Вся такая внезапная

Ольга Остроумова: “Не так страшен Гафт, как его малюют. Я в гневе гораздо страшнее”

Красивая актриса — уже вырисовывается определенная картинка. Жена Гафта — звучит вообще как приговор.

Но долой стереотипы.

Нетипичная актриса. Выходя из театра, не забывает выйти из образа. Не рассуждает о своей роли в искусстве, не воздевает руки к небесам, не сыплет пышными цитатами.

Кажется, и нетипичная женщина. Юбилейных лет не скрывает, к комплиментам равнодушна, не холит, не лелеет свою красоту. В обыденной жизни даже косметикой не пользуется. Некогда ей по мелочам эдаким размениваться — практичная, резкая, острая Остроумова.

— А может, и типичная, — вздыхает она. — Типичная русская баба…

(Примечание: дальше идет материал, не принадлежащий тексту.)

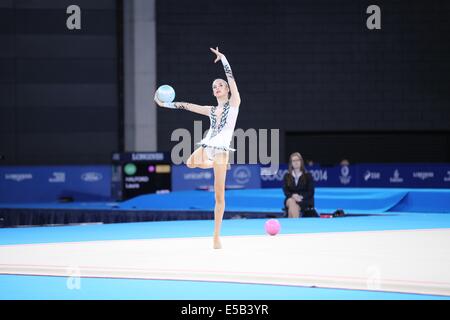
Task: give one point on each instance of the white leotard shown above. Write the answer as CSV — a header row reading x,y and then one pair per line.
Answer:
x,y
221,130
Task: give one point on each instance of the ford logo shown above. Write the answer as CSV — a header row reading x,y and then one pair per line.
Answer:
x,y
91,176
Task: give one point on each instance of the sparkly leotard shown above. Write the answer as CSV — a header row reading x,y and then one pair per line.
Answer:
x,y
220,134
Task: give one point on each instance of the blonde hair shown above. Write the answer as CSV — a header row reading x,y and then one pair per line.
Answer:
x,y
226,83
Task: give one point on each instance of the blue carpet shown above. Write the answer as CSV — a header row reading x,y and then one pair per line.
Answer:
x,y
51,288
352,200
202,228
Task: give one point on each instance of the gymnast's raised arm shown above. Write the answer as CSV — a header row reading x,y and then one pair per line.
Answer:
x,y
184,106
235,99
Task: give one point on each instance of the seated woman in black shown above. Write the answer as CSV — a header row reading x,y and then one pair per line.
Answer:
x,y
298,187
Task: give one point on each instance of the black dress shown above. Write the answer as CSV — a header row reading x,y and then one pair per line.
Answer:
x,y
304,187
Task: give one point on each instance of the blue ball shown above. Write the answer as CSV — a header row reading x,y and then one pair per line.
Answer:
x,y
166,93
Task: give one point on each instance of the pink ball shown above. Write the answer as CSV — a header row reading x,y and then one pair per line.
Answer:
x,y
272,226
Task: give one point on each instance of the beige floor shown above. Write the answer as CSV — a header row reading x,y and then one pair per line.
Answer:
x,y
414,261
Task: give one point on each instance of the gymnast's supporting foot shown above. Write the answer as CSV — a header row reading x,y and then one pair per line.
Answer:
x,y
217,244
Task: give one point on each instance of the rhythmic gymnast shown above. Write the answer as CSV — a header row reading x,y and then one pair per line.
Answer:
x,y
215,147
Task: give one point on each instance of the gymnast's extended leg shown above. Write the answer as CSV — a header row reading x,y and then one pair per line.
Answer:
x,y
220,174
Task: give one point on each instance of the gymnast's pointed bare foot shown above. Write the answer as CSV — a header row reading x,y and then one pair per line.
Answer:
x,y
217,244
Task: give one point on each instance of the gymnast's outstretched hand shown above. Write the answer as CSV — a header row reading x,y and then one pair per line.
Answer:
x,y
219,55
158,102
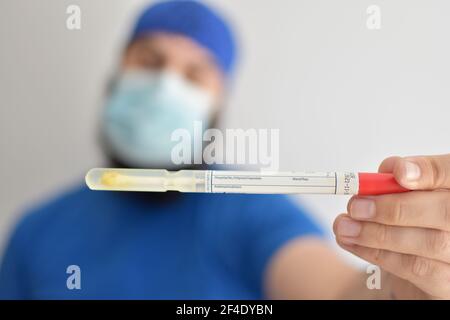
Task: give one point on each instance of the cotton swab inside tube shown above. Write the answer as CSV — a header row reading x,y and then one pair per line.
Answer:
x,y
217,181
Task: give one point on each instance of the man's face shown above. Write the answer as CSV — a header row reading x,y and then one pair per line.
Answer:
x,y
165,51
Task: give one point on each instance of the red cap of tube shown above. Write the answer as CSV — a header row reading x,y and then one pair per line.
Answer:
x,y
378,183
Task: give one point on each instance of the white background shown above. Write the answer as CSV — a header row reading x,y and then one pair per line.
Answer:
x,y
344,97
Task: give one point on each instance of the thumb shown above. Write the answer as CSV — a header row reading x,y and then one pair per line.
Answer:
x,y
423,172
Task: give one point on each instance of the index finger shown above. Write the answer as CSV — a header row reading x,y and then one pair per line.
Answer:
x,y
420,172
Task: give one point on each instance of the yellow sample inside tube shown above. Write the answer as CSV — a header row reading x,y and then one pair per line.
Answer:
x,y
152,180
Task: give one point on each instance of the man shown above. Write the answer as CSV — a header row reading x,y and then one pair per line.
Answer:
x,y
175,71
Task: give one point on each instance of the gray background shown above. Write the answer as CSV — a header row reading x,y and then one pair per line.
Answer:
x,y
343,96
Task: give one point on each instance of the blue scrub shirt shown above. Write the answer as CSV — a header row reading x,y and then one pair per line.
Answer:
x,y
139,246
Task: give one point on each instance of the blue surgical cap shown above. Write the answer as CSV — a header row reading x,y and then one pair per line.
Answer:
x,y
193,20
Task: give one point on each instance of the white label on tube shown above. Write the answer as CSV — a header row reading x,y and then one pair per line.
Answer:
x,y
281,182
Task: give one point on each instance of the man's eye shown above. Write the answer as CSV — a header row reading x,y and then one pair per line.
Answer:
x,y
195,75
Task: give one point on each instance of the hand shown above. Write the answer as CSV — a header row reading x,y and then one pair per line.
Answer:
x,y
405,234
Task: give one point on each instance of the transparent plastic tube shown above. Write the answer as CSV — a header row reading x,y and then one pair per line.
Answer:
x,y
213,181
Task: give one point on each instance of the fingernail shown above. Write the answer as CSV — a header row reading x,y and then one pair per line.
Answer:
x,y
348,228
412,171
362,208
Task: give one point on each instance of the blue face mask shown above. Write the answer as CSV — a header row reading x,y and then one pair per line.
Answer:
x,y
143,111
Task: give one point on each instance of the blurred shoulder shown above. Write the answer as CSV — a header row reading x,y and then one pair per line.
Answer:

“Я не даю воздуха своим близким”

— Да, я нетипичная актриса, сразу вам скажу. Я не рвусь играть, я не звоню режиссерам, не завязываю с ними какие-то домашние отношения. Не жду похвал ни от кого — сама все про себя знаю… — говорит Остроумова. И продолжает через паузу: — Ну, разве что единственный раз Ростоцкому позвонила, сказала: дайте мне попробоваться в “А зори здесь тихие”...

— Получается, больше таких сценариев, чтобы перешагнуть через собственную гордость, не было?

— Да нет, просто это неудобно: режиссер сам знает, кто ему нужен, что ж буду напрашиваться? А однажды у меня был потрясающий сценарий! “Василий и Василиса”. Грандиозная роль, сюжет библейский, героиня — от 18 лет до 70 — радоваться только надо. Мне позвонили с “Мосфильма”, я приехала на Киевскую. А там идет какая-то эстафета, улицу перекрыли. И я пошла пешком — километра три, наверное. Ведь что-то вело меня туда, могла же сказать: слушайте, троллейбусы не ходят, далеко. А кроме того, я всегда думаю: ну как же, меня ждут, что же я, обману?

— Такая ответственная?

— Слишком.

— Если говорите “слишком”, значит, это качество вам не больно-то нравится.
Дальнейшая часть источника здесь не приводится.